The transformation now features a large set of additional parameters which control how it is performed. The most notable ones are:
folding_style (str) = ["naive", "optimizer"] (either use the old simple automatic folding routine (pro of being extremely fast) or the new optimizer-based routine (slower, but far more efficient)).
folding_maximum_padding = [int] (whether to make use of channel dimension padding to relax folding factor constraints on the optimizer, more on this below)
folding_pad_io_nodes = [bool] (whether to pad the IO nodes, which, if the folding_maximum_padding parameter is set to more than 0 can result in IO node shapes changing ,which would require modifications to the host code (padding of the input and cropping of the output))
enable_folding_dwc_heuristic = [bool] (whether to consider how folding may introduce DWCs when computing the cost function of the optimizer as well as final resource consumption use in the global loop of the transformation)
enable_folding_fifo_heuristic = [bool] (whether to insert FIFOs once during each global pass on the model to compute the final resource consumption)
folding_effort = [int] (how many function calls to allow to the minimizer during folding)

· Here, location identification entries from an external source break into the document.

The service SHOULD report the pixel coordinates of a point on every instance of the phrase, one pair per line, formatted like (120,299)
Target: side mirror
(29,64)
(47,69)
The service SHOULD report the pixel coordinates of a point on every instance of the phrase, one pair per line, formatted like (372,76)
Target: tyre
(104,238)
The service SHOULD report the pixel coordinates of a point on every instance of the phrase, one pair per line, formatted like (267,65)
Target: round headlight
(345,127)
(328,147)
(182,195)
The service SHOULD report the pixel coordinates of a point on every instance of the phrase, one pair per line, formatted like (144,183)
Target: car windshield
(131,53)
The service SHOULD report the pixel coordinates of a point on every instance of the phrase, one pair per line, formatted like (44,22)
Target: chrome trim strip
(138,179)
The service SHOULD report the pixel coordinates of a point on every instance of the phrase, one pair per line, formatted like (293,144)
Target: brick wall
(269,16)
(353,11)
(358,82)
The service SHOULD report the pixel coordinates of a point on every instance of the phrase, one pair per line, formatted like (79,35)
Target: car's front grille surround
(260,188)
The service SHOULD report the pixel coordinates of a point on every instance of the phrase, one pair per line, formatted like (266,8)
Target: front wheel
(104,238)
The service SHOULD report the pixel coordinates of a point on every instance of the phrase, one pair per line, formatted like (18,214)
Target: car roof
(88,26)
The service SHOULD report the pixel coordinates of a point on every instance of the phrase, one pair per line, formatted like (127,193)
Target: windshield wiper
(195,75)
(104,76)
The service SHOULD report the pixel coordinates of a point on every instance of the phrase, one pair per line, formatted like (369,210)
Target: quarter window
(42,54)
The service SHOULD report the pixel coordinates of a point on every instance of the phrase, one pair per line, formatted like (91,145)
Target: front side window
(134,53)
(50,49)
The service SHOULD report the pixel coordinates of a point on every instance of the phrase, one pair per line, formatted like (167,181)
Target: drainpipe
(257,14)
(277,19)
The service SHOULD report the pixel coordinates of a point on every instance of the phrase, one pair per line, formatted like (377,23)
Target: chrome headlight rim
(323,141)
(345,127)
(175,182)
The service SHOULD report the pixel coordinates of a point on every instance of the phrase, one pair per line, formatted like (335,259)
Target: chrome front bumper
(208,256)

folding_max_attempts = [int] (how many times to attempt folding in sequence. A value of 1 means that only one attempt will be made to hit the target throughput specified. A value greater than 1 means that after the first attempt, the optimizer will try to maximize throughput to the resource limit. We use a binary search to zero in on the highest throughput which still meets the resource constraints).
On padding:
One of the most powerful design introductions with the new folding optimizer is making use of channel dimension padding for relaxing folding factor constraints. More specifically, currently in finn, a folding a factor choice must be a divisor of the bounding parameter (usually channel size) since nodes in finn cannot inherently deal with going out of bounds in their SIMD operations. During the new folding optimizer runs, an assumption can be made that node channel dimensions can be padded by some number of elements from a list. If a folding factor which can only be achieved as a result of a given padding is chosen by the optimizer, the padding is applied to the node in terms of the tensor shapes and bounding parameter node attribute value alongside the actual folding parameter.
However, the functional padding support is only possible if the generalized DWC from the branch https://github.com/lstasytis/finn/tree/feature/generalized-datawidthconverter is also merged into the repository. Without this DWC performing the necessary padding, using folding_maximum_padding values above 0 will result in faulty models and so should not be used.
Architecture:
The minimizer function itself in the folding optimizer currently uses hyper parameters (accept, visit, maxfun, maxiter) chosen empirically during the initial design passes on the transformation. These parameters should be tuned, which will lead to more optimal solutions and a reduction in runtime.
ram_style and resType are currently disabled as 'folding' parameters to optimize, however are useful, especially when it comes to deciding on the correct memory to use for weight storage.